Note: You don’t have to get this perfect now as you can always edit these later.



At the Set Appearance screen, you can choose an icon for the wiki (shown in the wiki list and when you open the wiki) as well as a color scheme for the wiki. Choose the appropriate appearance for your wiki (again, you can always change this later) and then click on the Create button.



Once the setup is finished, you’ll see the Setup complete modal. Here, you can click on Go to Wiki button.

Once you’ve created your first wiki, let’s edit it and customize the content. To do so, click on it from the list of available wikis. Click on the cog-wheel icon and then Wiki Settings… to bring up the Wiki Settings page.

Here, you’ll see the previously entered name and description as well as options to enable Calendar (only available if Calendar Server is running on the server) and Blog, which enables  a blog service for the wiki (wiki administrators can post blog entries to the wiki). Click on Appearance.

Here, you will have the previous two options as well as the ability to upload a banner (which should be 62 pixels high) and background for each wiki.



Click on Permissions. Here, you’ll see the permissions previously configured as well as options to configure who can comment on articles (nobody disables comments completely) in the wiki and whether comments require approval (moderation).

Click on Save. Now, let’s edit the splash page. To do so, click the pencil icon in the top navigation bar.

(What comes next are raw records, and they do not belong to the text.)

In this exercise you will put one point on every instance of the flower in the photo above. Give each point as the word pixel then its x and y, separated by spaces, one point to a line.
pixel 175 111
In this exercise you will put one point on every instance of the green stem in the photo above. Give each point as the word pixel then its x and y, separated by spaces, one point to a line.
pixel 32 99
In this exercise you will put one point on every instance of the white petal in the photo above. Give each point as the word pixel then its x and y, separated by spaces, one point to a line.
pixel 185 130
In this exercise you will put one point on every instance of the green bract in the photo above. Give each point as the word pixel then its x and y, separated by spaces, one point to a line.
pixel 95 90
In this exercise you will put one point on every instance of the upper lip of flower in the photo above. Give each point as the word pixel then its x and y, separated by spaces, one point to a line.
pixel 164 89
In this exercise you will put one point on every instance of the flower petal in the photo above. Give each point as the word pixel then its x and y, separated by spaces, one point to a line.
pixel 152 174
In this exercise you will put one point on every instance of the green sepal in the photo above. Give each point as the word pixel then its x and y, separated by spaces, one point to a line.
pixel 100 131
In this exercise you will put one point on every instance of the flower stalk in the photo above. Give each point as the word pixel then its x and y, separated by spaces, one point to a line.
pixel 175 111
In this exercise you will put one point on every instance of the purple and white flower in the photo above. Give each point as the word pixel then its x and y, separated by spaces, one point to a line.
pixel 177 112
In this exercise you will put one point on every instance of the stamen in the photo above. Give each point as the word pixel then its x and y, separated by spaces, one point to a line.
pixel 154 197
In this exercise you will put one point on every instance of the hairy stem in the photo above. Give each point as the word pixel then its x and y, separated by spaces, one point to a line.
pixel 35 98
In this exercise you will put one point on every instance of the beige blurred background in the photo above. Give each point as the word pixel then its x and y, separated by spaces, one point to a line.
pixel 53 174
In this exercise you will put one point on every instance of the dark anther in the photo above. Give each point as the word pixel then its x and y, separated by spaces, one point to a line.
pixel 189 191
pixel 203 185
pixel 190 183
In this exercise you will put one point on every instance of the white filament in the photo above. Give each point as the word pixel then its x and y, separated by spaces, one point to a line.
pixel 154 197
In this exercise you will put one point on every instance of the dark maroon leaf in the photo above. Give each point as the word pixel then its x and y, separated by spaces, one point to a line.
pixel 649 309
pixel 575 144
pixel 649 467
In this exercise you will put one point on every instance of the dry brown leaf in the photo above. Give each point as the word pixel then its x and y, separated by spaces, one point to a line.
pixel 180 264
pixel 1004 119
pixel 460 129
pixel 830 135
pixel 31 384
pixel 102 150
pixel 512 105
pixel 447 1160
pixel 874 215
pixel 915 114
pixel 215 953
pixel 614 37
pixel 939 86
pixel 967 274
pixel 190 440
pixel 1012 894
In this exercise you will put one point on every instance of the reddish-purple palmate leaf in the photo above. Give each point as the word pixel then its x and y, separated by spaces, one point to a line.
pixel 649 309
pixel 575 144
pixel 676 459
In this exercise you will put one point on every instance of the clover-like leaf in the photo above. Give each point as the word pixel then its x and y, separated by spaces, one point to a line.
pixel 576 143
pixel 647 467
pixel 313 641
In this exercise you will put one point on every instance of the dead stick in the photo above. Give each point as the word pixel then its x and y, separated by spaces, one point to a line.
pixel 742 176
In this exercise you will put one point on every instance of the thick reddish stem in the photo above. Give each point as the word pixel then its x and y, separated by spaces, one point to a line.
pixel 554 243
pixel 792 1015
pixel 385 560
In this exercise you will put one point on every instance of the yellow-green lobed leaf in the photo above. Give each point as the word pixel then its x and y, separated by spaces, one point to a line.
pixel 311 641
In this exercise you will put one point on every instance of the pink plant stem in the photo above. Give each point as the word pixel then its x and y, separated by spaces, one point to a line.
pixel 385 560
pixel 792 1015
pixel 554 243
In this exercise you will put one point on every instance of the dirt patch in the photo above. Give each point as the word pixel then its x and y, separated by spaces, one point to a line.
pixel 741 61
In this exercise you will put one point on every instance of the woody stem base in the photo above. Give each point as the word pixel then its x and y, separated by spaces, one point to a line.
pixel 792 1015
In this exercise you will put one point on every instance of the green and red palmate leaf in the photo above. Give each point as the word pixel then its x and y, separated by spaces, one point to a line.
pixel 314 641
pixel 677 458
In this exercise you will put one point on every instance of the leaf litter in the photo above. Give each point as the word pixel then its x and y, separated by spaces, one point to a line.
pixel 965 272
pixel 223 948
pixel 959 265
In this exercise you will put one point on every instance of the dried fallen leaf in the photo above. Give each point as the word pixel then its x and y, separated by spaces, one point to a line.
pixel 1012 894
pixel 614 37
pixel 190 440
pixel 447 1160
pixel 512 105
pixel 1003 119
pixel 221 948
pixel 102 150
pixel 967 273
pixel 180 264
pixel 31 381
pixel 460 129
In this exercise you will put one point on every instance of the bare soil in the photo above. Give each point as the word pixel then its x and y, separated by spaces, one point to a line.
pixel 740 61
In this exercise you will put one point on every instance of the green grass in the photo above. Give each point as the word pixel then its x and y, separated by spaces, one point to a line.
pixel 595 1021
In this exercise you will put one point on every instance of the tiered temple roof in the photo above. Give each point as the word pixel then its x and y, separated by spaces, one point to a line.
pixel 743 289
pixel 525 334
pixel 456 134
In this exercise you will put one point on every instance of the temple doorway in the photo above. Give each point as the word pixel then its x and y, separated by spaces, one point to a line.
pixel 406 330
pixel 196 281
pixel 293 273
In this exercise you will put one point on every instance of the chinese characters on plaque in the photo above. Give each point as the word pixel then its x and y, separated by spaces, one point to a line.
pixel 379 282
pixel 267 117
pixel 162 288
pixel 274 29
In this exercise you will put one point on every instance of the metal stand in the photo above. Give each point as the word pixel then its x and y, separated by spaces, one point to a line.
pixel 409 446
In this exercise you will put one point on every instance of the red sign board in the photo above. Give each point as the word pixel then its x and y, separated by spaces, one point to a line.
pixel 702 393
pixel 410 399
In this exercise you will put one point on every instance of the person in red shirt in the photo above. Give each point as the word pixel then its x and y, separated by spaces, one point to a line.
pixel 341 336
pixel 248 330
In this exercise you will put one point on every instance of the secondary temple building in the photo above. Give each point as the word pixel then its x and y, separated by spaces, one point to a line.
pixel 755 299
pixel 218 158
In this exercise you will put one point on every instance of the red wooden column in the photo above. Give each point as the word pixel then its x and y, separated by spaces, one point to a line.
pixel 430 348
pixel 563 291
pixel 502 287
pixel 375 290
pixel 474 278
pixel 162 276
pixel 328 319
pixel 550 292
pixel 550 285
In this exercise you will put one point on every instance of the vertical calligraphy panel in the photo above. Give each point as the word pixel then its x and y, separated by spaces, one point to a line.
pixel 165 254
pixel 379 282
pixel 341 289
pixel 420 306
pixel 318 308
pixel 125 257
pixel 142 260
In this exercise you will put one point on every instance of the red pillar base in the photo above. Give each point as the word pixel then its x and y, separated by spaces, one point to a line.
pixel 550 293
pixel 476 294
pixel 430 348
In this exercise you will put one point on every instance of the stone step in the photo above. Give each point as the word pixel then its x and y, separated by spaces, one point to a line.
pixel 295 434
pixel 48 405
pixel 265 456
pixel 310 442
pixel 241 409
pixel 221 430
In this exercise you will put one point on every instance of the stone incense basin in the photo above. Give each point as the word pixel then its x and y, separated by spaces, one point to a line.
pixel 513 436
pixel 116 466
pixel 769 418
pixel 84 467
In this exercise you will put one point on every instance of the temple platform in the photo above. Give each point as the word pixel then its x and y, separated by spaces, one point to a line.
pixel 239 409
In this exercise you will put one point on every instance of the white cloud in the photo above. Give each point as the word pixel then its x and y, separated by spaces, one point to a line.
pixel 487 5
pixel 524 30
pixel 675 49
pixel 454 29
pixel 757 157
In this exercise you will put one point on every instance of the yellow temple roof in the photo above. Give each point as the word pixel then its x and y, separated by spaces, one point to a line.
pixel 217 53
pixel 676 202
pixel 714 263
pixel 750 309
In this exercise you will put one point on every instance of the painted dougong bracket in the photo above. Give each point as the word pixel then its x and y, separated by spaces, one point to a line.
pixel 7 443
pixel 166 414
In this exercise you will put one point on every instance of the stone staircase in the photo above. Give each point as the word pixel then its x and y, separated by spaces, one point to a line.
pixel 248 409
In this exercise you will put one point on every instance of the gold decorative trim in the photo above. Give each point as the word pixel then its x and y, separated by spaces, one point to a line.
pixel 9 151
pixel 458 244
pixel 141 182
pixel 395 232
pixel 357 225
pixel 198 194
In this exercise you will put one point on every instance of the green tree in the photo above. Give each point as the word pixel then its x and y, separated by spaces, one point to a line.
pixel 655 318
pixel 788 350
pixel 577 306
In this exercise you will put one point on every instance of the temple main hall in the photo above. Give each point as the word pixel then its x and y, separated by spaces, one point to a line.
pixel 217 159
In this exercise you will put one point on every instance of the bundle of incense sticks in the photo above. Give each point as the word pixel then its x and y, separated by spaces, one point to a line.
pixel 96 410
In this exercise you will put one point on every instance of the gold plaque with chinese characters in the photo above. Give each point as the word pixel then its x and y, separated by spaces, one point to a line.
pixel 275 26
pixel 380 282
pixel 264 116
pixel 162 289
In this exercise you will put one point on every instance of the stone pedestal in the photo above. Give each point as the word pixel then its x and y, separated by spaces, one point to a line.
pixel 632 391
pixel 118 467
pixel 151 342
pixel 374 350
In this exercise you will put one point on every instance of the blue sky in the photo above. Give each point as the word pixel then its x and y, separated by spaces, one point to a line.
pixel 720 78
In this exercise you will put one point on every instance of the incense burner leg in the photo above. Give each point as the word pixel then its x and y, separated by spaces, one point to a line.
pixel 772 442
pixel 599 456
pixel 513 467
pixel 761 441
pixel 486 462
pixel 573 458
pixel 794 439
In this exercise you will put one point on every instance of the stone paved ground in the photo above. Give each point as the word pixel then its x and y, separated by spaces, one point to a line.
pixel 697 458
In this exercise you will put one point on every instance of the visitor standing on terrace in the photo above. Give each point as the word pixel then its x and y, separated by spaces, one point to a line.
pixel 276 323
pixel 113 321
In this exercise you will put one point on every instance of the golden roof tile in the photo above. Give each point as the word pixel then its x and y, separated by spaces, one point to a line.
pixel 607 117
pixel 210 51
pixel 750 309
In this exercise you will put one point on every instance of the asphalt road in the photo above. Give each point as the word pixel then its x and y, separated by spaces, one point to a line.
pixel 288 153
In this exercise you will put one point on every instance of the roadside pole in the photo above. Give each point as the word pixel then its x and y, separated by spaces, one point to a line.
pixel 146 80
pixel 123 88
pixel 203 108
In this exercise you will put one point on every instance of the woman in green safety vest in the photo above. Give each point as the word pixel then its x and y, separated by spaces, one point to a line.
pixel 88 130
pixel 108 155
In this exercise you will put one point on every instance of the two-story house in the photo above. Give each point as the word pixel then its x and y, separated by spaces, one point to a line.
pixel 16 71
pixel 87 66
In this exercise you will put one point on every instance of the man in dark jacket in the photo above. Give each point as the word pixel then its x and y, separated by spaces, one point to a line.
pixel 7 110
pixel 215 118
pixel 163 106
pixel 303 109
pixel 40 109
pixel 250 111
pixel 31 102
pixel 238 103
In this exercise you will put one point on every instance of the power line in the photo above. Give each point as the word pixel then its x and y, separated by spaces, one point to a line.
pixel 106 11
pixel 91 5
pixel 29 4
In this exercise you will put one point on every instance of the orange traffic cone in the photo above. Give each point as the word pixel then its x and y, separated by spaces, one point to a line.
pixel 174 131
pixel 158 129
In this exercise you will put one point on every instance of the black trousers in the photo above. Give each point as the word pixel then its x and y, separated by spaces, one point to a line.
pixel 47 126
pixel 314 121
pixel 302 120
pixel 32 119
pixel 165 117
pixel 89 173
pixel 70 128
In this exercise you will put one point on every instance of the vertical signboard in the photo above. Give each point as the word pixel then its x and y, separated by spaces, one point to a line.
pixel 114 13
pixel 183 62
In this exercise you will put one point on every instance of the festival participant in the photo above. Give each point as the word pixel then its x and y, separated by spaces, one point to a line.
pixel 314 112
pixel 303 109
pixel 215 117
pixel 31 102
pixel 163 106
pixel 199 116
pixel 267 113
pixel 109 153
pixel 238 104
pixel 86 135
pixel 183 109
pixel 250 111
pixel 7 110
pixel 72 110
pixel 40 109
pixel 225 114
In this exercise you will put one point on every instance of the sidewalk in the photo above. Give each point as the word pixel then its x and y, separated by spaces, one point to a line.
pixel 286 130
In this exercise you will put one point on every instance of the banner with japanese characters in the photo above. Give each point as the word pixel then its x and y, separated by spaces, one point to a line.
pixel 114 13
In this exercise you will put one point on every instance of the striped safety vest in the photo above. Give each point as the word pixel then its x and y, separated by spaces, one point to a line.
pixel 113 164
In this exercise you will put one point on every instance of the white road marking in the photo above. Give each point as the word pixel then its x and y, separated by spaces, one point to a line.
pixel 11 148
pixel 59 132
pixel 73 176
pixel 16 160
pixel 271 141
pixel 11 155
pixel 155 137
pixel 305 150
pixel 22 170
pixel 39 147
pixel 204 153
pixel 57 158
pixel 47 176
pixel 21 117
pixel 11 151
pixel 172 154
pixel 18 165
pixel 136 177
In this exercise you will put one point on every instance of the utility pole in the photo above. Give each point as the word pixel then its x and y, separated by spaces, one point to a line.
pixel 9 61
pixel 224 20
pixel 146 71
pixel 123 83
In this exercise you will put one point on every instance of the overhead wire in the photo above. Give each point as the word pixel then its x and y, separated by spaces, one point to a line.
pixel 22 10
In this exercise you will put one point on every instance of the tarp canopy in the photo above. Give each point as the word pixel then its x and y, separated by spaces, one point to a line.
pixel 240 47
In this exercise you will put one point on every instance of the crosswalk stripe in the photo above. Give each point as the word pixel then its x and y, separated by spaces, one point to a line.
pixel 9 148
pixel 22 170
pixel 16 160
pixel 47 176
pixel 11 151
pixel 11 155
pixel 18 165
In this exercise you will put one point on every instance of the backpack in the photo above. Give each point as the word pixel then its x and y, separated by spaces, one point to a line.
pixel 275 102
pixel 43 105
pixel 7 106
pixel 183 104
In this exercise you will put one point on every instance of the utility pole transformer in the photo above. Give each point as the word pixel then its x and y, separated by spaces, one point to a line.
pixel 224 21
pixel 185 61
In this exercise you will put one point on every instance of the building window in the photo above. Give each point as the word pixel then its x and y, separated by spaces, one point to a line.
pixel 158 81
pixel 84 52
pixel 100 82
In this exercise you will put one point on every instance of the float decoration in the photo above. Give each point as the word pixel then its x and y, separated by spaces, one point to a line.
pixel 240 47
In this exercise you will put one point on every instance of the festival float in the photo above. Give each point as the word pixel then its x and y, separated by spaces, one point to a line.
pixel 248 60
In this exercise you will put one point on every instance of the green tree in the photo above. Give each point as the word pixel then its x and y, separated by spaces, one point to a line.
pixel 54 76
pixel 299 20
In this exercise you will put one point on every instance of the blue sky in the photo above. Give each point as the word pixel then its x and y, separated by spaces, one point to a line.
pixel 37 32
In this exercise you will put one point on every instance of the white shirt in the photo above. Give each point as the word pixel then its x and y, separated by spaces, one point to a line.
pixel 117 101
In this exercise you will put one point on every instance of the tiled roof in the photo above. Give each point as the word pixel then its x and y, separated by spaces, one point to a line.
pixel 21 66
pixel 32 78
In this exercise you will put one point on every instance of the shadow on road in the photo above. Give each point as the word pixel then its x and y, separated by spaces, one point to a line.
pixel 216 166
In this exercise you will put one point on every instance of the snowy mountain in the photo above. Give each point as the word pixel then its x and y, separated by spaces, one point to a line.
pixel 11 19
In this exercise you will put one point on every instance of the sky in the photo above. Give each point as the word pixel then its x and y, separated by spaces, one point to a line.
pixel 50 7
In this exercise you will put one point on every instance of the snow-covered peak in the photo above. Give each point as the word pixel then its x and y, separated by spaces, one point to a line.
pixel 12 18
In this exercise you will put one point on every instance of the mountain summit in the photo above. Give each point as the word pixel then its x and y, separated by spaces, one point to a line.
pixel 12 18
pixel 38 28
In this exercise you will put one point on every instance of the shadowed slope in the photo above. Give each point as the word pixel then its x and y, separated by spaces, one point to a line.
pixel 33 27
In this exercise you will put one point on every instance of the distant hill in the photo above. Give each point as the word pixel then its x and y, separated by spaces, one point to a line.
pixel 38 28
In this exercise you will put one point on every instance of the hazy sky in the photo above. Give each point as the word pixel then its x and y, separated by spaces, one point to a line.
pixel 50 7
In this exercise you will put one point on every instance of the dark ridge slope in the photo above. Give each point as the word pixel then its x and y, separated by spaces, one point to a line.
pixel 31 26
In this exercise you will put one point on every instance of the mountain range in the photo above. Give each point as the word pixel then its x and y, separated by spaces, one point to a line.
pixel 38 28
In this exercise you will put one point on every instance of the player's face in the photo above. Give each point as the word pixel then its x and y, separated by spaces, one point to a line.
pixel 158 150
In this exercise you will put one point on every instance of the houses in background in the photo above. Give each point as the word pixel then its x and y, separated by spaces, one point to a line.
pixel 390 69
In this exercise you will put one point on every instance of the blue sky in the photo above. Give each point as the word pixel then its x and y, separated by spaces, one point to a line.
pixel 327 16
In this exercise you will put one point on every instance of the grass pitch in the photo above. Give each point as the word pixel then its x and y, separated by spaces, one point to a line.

At the edit screen, the top nav bar is replaced by a WYSIWIG editor for managing the page. Here you can justify, link, insert media and of course edit the text you see on the screen. I recommend spending some time embedding links, inserting tables, making text look like you want it to and editing the content to reflect the purpose of the wiki. Click Save when you’re done. Click the pencil again to edit it, and let’s create a new wiki page. Keep in mind that link wikipedia, each page should be linked to from other pages in the order they should be read. Unlike most wikis, there’s actually an index page of all the articles, which can come in handy.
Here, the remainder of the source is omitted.